Die Niersteiner Schlager-Sommernacht am 18. August 2017

Die Brugger-Buam

Pünktlich zum Stadtjubiläum der Stadt Nierstein stößt auch die allseits beliebte Niersteiner Sommernacht 2017 in neue Dimensionen vor. Fünf Stunden deutscher Schlager werden am Freitag, den 18. August, ab 19 Uhr im Stadtpark erklingen.

„Wir sind von vielen Leuten angesprochen worden, die einfach mal wieder bei deutschen Schlagern richtig feiern wollen“, berichtet Niersteins Stadtbürgermeister Thomas Günther, der mit dem Kulturbeauftragten Hans-Uwe Stapf das Programm zusammengestellt hat. Top-Act ist – wie könnte es bei einer Schlagernacht fast anders sein? – Jürgen Drews. Statt im Kornfeld schlägt der seit den 1970er Jahren erfolgreiche Barde nun also „Ein Bett im Stadtpark“ auf. Nach Nierstein bringt er aber auch aktuelle Titel wie „Ich bau Dir ein Schloss“ und „Wenn die Wunderkerzen brennen“ mit.

Auf eine Zeitreise bis in die frühen 1980er Jahre nimmt Markus die Fans mit. Der Neue-Deutsche-Welle-Star („Ich will Spaß“) lässt dabei nicht nur seine „Kleine Taschenlampe“ brennen, sondern bedient sich auch aus dem Repertoire anderer NDW-Größen. Da kommen Hits wie „Schickeria“, „Skandal im Sperrbezirk“ und „Major Tom“ aus den Boxen.

Mit einer deutschsprachigen „Macarena“ landete Sandy Wagner 1996 einen Überraschungscoup in der ZDF-Hitparade. Seitdem ist der Schlagersänger aus dem Ruhrpott Dauergast in den Schlagercharts, bei WDR 4 und SWR 4 sowie als Live-Musiker auf Mallorca. Während Wagner vor allem mit Discofox punktet, bringt es Gaby Baginsky eher poppig „Auf den Punkt“. So heißt das aktuelle Album der Niedersächsin, die seit 45 Jahren im Geschäft ist und auch in Nierstein ihre eingängige Mischung aus Pop, Elektro und Schlager unters Volk bringt. Als jugendliches Element bereichert Leslie Frank aus Koblenz das Programm. Sie bringt aus der Stefan-Mross-Show „Immer wieder sonntags“ einschlägige Live- und Bühnenerfahrung mit.


Moderation:
Frank Ackermann

Ein bisschen lauter und fetziger geht es sicher bei den „Brugger Buam“ zu. Die bayerischen Brüder Markus und Thomas, die schon mit den „Zillertaler Schürzenjägern“ auf der Bühne standen, setzen seit rund zehn Jahren auf eine Mixtur aus Volksmusik, Pop und Rock, die gerade bei jungen Leuten ankommt. „Bewaffnet“ mit Akkordeon und Gitarre, überbrücken sie bei der Schlagernacht die Pausen zwischen den Auftritten.

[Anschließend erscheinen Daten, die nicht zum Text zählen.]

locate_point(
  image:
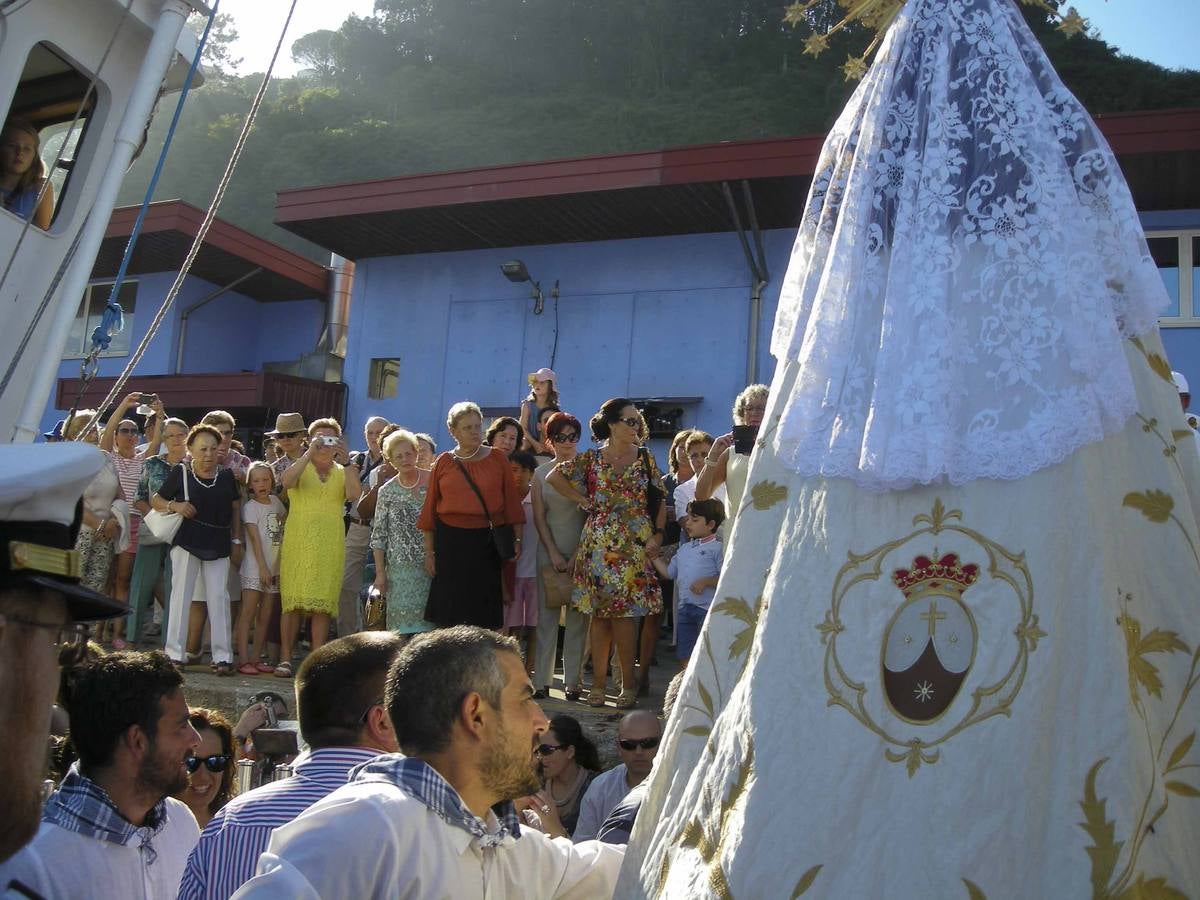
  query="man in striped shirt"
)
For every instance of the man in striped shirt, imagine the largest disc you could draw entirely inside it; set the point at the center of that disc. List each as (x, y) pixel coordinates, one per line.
(343, 720)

Anfang November soll laut Stapf der Vorverkauf beginnen. Dank großzügiger Sponsoren-Unterstützung will er den Kartenpreis deutlich unter 30 Euro halten. Kalkuliert werde dabei mit rund 1500 Besuchern. Das ist durchaus konservativ: Beim Abba-Tribute waren dieses Jahr rund 2000 Gäste im Park.